Every Holy Thursday, groups of Catholic faithful across the world embark on what’s known as the Seven Churches Visitation or “Visita Iglesia.”
In this special tradition, pilgrims adore Christ in seven different altars of repose while praying and reflecting on the passion of Christ.
At the end of each Holy Thursday Mass, the priest strips the altar and removes the Eucharist from the tabernacle to place it in repose on another nearby altar.
The Seven Churches Visitation (or Pilgrimage) is credited as beginning in Rome with St. Philip Neri in the 1500s. Neri would lead groups of faithful to visit each of the seven basilicas of Rome on Holy Thursday night as a way of keeping watch with Christ as though at the Garden of Gethsemane before his passion.
Today, the devotion is primarily practiced in Latin America, Italy, Poland, and the Philippines.
Each visit calls on the faithful to reflect on the seven final places Jesus went from his arrest on Holy Thursday to his death on Good Friday.
At each church, pilgrims kneel before the altar of repose, meditate on a scriptural excerpt, and offer prayers and adoration.
How do pilgrims going on this seven-church journey meditate on the passion of Christ?

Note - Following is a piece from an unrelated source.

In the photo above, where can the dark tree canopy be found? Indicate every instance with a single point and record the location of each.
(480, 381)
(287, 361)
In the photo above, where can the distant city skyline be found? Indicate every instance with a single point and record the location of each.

Here are the Scripture excerpts to reflect on at each church:
1) Jesus in the Garden of Gethsemane (Lk 22:39-46)
2) Jesus before Annas (Jn 18:19-22)
3) Jesus before Caiaphas (Mt 26:63-65)
4) Jesus before Pilate (Jn 18:35-37)
5) Jesus before Herod (Lk 23:8-9; 11)
6) Jesus before Pilate again (Mt 27:22-26)
7) Jesus’s crucifixion and death (Mt 27:27-31)
At the first church, the faithful recall Jesus going from the upper room, where he celebrated the Last Supper with his disciples, to the Garden of Gethsemane, where he earnestly prayed and sweated blood in his agony over what was about to take place.
In the second church, the pilgrims meditate on Jesus being taken from the Garden of Gethsemane by the armed crowd to the house of Annas, the father-in-law of Caiaphas the high priest, where he was interrogated and slapped in the face.
In the third church, the prayer focuses on Jesus being brought to the house of Caiaphas, where he was beaten, spat upon, insulted, and endured a painful night in captivity.
The focus of the reflection for the fourth church is the first time Jesus was brought before Pilate, the Roman governor of the region. There Jesus was accused by the Jewish religious authorities of being a rival king to Caesar.
In the fifth church, the pilgrim follows the Lord as he is taken to King Herod, who along with his guards mock him.
The sixth church recalls Jesus being taken from Herod and brought before Pilate for the second time and then scourged, crowned with thorns, mocked, and condemned to death.
The last church commemorates Christ carrying the cross on his shoulders from the Praetorium, where Pilate yielded to the crowd’s demand for his crucifixion, to Mount Calvary where he suffered excruciating pain, died, and was laid to rest in a nearby tomb until his resurrection from the dead on Easter Sunday.